Medicare would cover antiviral treatment for transplant-induced hep C infection, the Centers for Medicare and Medicaid Services said in an e-mail. Private insurers may also be amenable to the approach, which is more cost-effective in the long run than supportive therapies such as kidney dialysis.
“These are expensive drugs and it is a factor, but the experience of other centres that have gone down this road has been 100 percent of patients getting covered,” UW cardiothoracic surgeon Jason Smith said in the press release. “We haven’t heard of a centre getting a denial (from an insurer) that has stood.”
Experts agree that patients — in or outside of studies — must be informed of the small risk of transmitting an infection that does not respond to antiviral drug treatment and goes on to cause harmful liver inflammation.

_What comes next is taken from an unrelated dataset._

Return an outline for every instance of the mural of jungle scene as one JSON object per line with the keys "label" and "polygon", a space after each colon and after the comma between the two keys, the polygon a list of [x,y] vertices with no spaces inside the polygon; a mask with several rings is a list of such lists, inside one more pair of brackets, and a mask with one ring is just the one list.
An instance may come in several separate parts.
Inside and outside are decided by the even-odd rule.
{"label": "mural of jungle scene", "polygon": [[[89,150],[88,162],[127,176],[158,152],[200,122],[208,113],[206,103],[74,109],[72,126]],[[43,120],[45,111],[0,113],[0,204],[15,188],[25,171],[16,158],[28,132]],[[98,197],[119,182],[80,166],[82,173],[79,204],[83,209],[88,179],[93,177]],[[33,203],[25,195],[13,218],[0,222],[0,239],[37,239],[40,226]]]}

But Robert S. Brown Jr., director of the liver transplant centre at Weill Cornell Medical College, put that risk in perspective. “The failure rate of these drugs is 3 percent,” he said in an article on the health website Healio. “The risk of dying on the waiting list is greater than that. It is certainly not an ethical issue in terms of risk-benefit.”
Kiran Shelat, 65, of Yardley, agrees. The infected kidney he received two years ago at Penn freed him from debilitating dialysis and restored his ability to enjoy life — to exercise, hike, and travel with his wife.
“Of course, people should make an informed decision,” said the recently retired civil engineer. “But at the same time, people should not fear it. That’s my message.”